By Alan Macleod

 

November 18, 2019

via Mintpress News

 

Both the corporate media and human rights groups have been silent as journalists and indigenous protesters have been targeted as Bolivia’s self-declared right-wing government uses violence to secure its tenuous hold on power

Despite having been in power for only one week, the new Bolivian coup government of Jeanine Añez has already turned the powers of repression onto the population, using live rounds on demonstrators protesting the forceful removal of President Evo Morales from power on November 10. Morales has sought asylum in Mexico. The death toll, according to Bolivia’s national ombudsman, has risen to 23, with more than one thousand people arrested. That figure includes the victims of the Cochabamba massacre, where soldiers and police killed nine indigenous protesters Friday.

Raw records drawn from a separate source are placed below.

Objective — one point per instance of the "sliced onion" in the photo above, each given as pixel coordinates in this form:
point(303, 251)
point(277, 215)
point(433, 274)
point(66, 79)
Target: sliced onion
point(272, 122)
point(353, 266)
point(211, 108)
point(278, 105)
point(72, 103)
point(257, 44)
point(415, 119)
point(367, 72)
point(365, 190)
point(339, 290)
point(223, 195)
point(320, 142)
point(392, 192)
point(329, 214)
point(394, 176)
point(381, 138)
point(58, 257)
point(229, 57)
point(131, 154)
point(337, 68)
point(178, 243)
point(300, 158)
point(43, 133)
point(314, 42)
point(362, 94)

The full scope of the armed forces has been unleashed on demonstrators, with security forces using live ammunition, tanks and even attack helicopters to destroy resistance to the coup. Much of Bolivia’s security state, including many of the leaders of the coup, were trained by the FBI and by the notorious School of the Americas in Fort Benning, GA, a U.S. Army installation where many of the most brutal death squads and torturers in Latin American history cut their teeth. Those skills are now on show in Cochabamba.

“Death squads unleashed in Bolivia: the coup regime has granted immunity to soldiers who shoot protesters. In just days they’ve shot hundreds of people,” announced Green Party Presidential candidate Jill Stein via Twitter. Images and video of the deadly events immediately began circulating on social media. The scenes of panicked protesters fleeing gunshots or desperately checking dead or dying bodies shocked many: “We’re watching the rounding up and killing of indigenous people in Bolivia in real time by right wing forces supported by the US. This should be a top story,” said journalist Rania Khalek.

But the massacre is largely being downplayed in the mainstream press, who overwhelmingly supported former President Morales’ ouster, framing events not as a coup, but as Morales “resigning” from office. When reported on at all, the events are often euphemistically referred to as a “clash” between Morales supporters and government forces, removing all agency and culpability from their headlines. To date, no mainstream Western outlet has used the word “massacre” or similar words, in headlines to describe the event.